第49話

 握った火精石かせいせきが熱を帯びる。篭手から真っ直ぐに飛んだ火球は茨に当たると、それ以上の生長を抑えるようにつる全体を包み込んだ。


 茨が戸惑ったように大きく揺れた。

 四精術しせいじゅつで作られた火は、野に生える夏草にまで延焼することはなかった。その勢いは穏やかで、まるで屋内で静かに揺れる燭台しょくだいの灯りのように、心なだめる柔らかさで棘を抑え込んでゆく。

 トレンスキーがそろりと近づきながら祈るように呟く。

「頼む、ゲルディーク。止まってくれ……!」


 その足音に反応したのか、急に火の中から数本の蔓が伸び出してトレンスキーに向かってきた。一瞬の出来事にトレンスキーの対処が遅れる。

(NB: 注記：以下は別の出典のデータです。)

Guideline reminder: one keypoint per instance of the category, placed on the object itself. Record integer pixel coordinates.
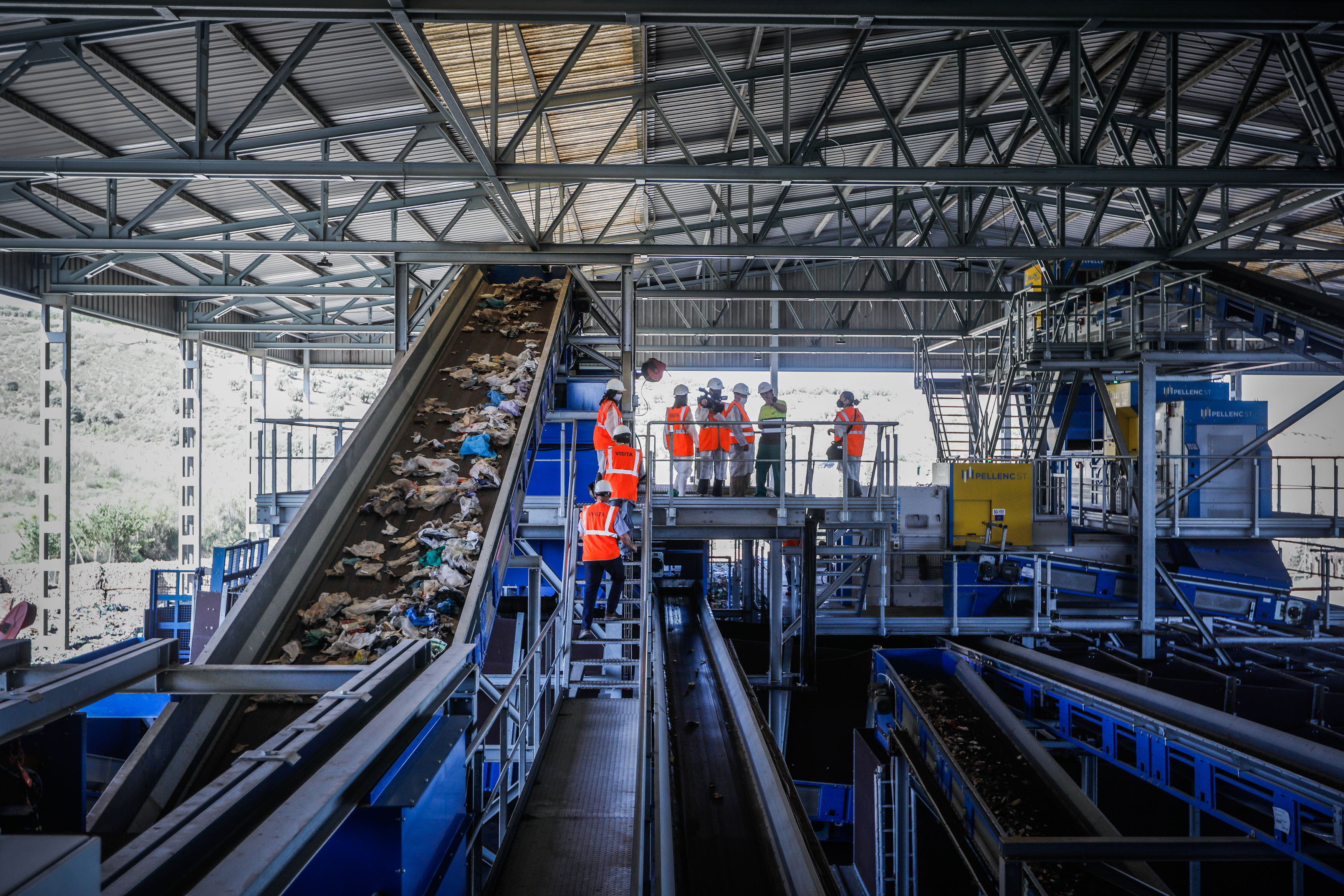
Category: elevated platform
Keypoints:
(578, 823)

 灰茶の外套がいとうの上をぐるりと茨が伝う。細く見えても招来獣しょうらいじゅうを捕らえ貫くことのできる強度だ。振りほどこうとすれば外套越しに鋭い棘が肌に触れた。


「……ぃ、っ!」

 トレンスキーが引きつった息をこぼす。このままキツネモドキたちと同じようにくびられるのでは、という想像に固く身を強ばらせた。


 しかし、わずかな逡巡しゅんじゅんの後で茨はトレンスキーからゆるりと離れていった。離れる間際、棘の先がかすめるようにその左頬に触れてゆく。茨はすぐに追いかけてきた四精術の火に包まれると地面に落ちて燃え尽きた。

(助かった、か……?)

 目を見開いたままトレンスキーが胸を押さえる。荒い動悸を押さえつけながら灰と消える茨の中心へ視線を向けた。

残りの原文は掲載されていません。